Lorsque la partie comparaît en personne ou est représentée à l’audience, les conclusions qu’elle dépose saisissent le juge (voir en ce sens Civ. 2ème, 17 décembre 2009, n° 08-17.357 / 16 décembre 2004, n° 03-15.614 / 9 février 2012, n° 10-28.197 / 13 mai 2015, n° 14-14.904). Ainsi, si la partie est présente et qu’elle dépose ses écritures, le juge est saisi de la totalité des moyens et prétentions qui y sont exposés, même si cette partie ne développe pas oralement tous les points contenus dans ces conclusions, sauf à ce que l’intéressé ou son conseil ne renonce explicitement aux moyens. Qu’en l’espèce, la requête en contestation doit être assimilée à des conclusions écrites.
A l’audience, le conseil de Monsieur [I] [S] [B] a fait savoir qu’il n’entendait pas maintenir les moyens suivants tels qu’ils figurent dans la requête en contestation :
— L’habilitation de l’agent ayant consulté le FAED,
1-La recevabilité de la requête de la préfecture faute d’avoir produit le jugement statuant sur le recours relatif à la mesure d’éloignement prononcée en 2023,
— L’erreur manifeste d’appréciation quant à la situation réelle de l’intéressé.
Ces moyens, ni développés ni soutenus à l’audience, seront donc considérés comme abandonnés.
En conséquence, il y a lieu de prononcer la mainlevée immédiate de la mesure de rétention administrative dont fait l’objet Monsieur [I] [S] [B] sans qu’il soit besoin d’apprécier les exceptions de nullité soulevées par le conseil de l’intéressé, non plus que sa requête afin de contestation de la légalité de la mesure de rétention.
PAR CES MOTIFS
Ordonnons la jonction de la procédure suivie sous le numéro RG 24/05115 avec la procédure suivie sous le RG 24/05117 et disons que la procédure sera suivie sous le seul numéro de N° RG 24/05115 – N° Portalis DBYV-W-B7I-G5BK ;
Constatons l’irrecevabilité de la requête de la préfecture
Mettons fin à la rétention administrative de Monsieur [S] [B] [I]
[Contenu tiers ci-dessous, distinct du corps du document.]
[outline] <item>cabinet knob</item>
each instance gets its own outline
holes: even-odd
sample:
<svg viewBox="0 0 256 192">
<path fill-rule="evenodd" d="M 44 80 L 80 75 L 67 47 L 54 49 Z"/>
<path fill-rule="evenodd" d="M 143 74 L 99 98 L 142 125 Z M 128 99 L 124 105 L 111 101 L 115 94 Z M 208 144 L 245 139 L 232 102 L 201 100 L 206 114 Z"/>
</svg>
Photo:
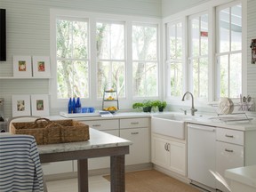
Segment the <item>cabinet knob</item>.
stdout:
<svg viewBox="0 0 256 192">
<path fill-rule="evenodd" d="M 132 134 L 139 134 L 139 132 L 132 132 Z"/>
<path fill-rule="evenodd" d="M 101 124 L 92 124 L 92 127 L 99 127 L 101 126 Z"/>
</svg>

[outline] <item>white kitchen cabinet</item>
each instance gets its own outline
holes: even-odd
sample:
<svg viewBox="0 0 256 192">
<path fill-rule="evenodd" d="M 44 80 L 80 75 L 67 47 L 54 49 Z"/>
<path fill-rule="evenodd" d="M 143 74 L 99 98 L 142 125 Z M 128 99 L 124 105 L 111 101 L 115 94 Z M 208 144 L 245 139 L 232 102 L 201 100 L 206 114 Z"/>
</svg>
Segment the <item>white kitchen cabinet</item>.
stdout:
<svg viewBox="0 0 256 192">
<path fill-rule="evenodd" d="M 120 119 L 120 137 L 132 142 L 126 165 L 150 162 L 149 118 Z"/>
<path fill-rule="evenodd" d="M 171 137 L 152 134 L 152 162 L 167 170 L 186 175 L 186 145 Z"/>
<path fill-rule="evenodd" d="M 225 177 L 225 170 L 244 165 L 244 133 L 240 131 L 217 129 L 216 172 L 224 178 L 228 186 L 230 181 Z M 223 192 L 229 191 L 220 180 L 216 185 Z"/>
</svg>

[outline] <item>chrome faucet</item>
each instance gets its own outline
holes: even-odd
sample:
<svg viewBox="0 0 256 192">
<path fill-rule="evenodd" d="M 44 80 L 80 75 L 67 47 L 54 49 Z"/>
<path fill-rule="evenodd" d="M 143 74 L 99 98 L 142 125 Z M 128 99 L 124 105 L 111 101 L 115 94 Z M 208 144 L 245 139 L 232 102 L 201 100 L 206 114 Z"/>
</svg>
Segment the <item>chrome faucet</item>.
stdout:
<svg viewBox="0 0 256 192">
<path fill-rule="evenodd" d="M 191 116 L 195 116 L 195 112 L 197 111 L 196 108 L 195 108 L 194 107 L 194 97 L 193 97 L 193 94 L 190 92 L 186 92 L 182 97 L 182 101 L 185 100 L 185 96 L 186 94 L 190 94 L 191 95 L 191 99 L 192 99 L 192 107 L 191 107 Z"/>
</svg>

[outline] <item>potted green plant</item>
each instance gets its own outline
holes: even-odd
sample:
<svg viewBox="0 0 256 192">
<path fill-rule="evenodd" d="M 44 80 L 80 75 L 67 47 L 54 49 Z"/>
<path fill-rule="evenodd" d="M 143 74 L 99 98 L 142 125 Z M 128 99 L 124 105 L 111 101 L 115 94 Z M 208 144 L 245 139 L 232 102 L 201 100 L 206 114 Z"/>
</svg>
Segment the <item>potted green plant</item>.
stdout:
<svg viewBox="0 0 256 192">
<path fill-rule="evenodd" d="M 144 112 L 151 112 L 153 103 L 151 100 L 144 100 L 143 101 L 143 111 Z"/>
<path fill-rule="evenodd" d="M 158 103 L 158 110 L 159 110 L 159 112 L 163 112 L 164 108 L 165 108 L 166 106 L 167 106 L 166 101 L 159 101 L 159 103 Z"/>
<path fill-rule="evenodd" d="M 141 102 L 136 102 L 132 104 L 132 108 L 137 109 L 138 111 L 141 111 L 143 108 L 143 103 Z"/>
</svg>

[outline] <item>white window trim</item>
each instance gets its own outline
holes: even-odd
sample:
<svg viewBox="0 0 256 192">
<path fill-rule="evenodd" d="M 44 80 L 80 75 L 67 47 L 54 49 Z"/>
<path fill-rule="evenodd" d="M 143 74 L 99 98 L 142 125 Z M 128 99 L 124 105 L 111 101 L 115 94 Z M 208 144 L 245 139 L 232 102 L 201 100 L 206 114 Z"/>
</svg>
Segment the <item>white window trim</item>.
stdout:
<svg viewBox="0 0 256 192">
<path fill-rule="evenodd" d="M 180 12 L 178 13 L 175 13 L 173 15 L 170 15 L 168 17 L 165 17 L 162 20 L 162 25 L 165 26 L 170 22 L 173 22 L 177 20 L 182 20 L 185 24 L 185 28 L 187 28 L 188 24 L 188 17 L 190 15 L 194 15 L 202 12 L 208 12 L 208 16 L 209 16 L 209 85 L 208 85 L 208 101 L 204 101 L 204 100 L 196 100 L 196 106 L 198 107 L 205 107 L 209 102 L 214 102 L 215 100 L 215 27 L 214 25 L 211 25 L 212 23 L 215 23 L 215 7 L 225 4 L 228 3 L 234 2 L 234 4 L 241 3 L 242 4 L 242 15 L 243 15 L 243 31 L 242 31 L 242 94 L 243 95 L 247 95 L 247 79 L 246 79 L 246 75 L 247 75 L 247 0 L 212 0 L 207 3 L 202 4 L 198 6 L 192 7 L 188 10 L 184 10 L 182 12 Z M 184 43 L 185 44 L 188 44 L 188 28 L 185 28 L 185 33 L 184 35 Z M 166 42 L 166 30 L 163 30 L 163 60 L 166 60 L 166 44 L 164 44 Z M 185 50 L 185 58 L 188 58 L 188 49 Z M 186 66 L 188 60 L 185 61 Z M 166 63 L 164 63 L 163 66 L 163 76 L 164 76 L 164 82 L 166 82 L 166 72 L 164 69 L 166 69 L 167 66 Z M 185 68 L 185 70 L 187 68 Z M 185 72 L 185 76 L 188 76 L 186 72 Z M 185 87 L 187 89 L 188 88 L 188 79 L 185 80 L 186 82 L 184 83 Z M 164 84 L 164 87 L 166 87 L 166 83 Z M 214 89 L 212 89 L 214 87 Z M 186 88 L 184 88 L 183 92 L 185 92 L 188 91 Z M 165 89 L 166 90 L 166 89 Z M 189 91 L 189 90 L 188 90 Z M 167 93 L 164 92 L 164 95 L 166 97 Z M 171 105 L 177 105 L 177 102 L 179 102 L 179 105 L 186 105 L 185 102 L 181 102 L 181 98 L 165 98 L 168 100 L 168 103 Z"/>
<path fill-rule="evenodd" d="M 86 102 L 90 103 L 90 106 L 101 108 L 102 100 L 97 99 L 97 90 L 96 90 L 96 82 L 97 82 L 97 68 L 96 68 L 96 22 L 98 20 L 114 20 L 116 22 L 124 22 L 125 23 L 125 42 L 127 43 L 125 47 L 126 52 L 126 98 L 120 100 L 120 107 L 122 108 L 131 108 L 131 106 L 134 102 L 132 100 L 132 83 L 131 79 L 128 79 L 128 76 L 132 76 L 132 26 L 133 23 L 138 24 L 149 24 L 149 25 L 157 25 L 158 28 L 158 84 L 161 84 L 159 76 L 161 76 L 160 71 L 162 71 L 161 63 L 162 63 L 162 55 L 161 52 L 161 36 L 162 34 L 162 20 L 159 18 L 150 18 L 150 17 L 141 17 L 141 16 L 131 16 L 131 15 L 120 15 L 120 14 L 108 14 L 108 13 L 100 13 L 100 12 L 81 12 L 81 11 L 73 11 L 73 10 L 61 10 L 61 9 L 50 9 L 50 55 L 51 55 L 51 70 L 52 77 L 49 81 L 49 94 L 51 95 L 51 108 L 64 108 L 65 110 L 68 106 L 68 99 L 57 99 L 57 68 L 56 68 L 56 18 L 58 17 L 76 17 L 76 18 L 85 18 L 89 20 L 89 99 L 82 100 L 82 104 Z M 94 75 L 95 74 L 95 75 Z M 159 88 L 159 97 L 161 94 L 161 88 Z M 159 99 L 158 97 L 158 99 Z M 137 98 L 136 98 L 137 99 Z M 149 99 L 149 98 L 148 98 Z M 144 98 L 145 100 L 145 98 Z M 124 102 L 123 102 L 124 100 Z"/>
</svg>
Disons que le Procureur de la République a la possibilité dans un délai de 24 heures à partir de la notification de la présente ordonnance de s’y opposer et d’en suspendre les effets.
Notifions que la présente décision est susceptible d’être contestée par la voie de l’appel interjeté dans les 24 heures du prononcé de la présente ordonnance, devant le Premier Président de la Cour d’Appel d’ORLEANS (cra.ca-orleans@justice.fr).
Rappelons à l’intéressé son obligation de quitter le territoire national.
Décision rendue en audience publique le 31 Octobre 2024 à
Le Greffier Le Juge
Reçu notification et copie de la présente ordonnance le 31 Octobre 2024 à ‘ORLEANS
L’INTERESSE L’AVOCAT
Copie de la présente décision est transmise par courriel au procureur de la République, au Tribunal Administratif d’Orléans, à la Préfecture dePREFECTURE SEINE MARITIME et au CRA d’Olivet.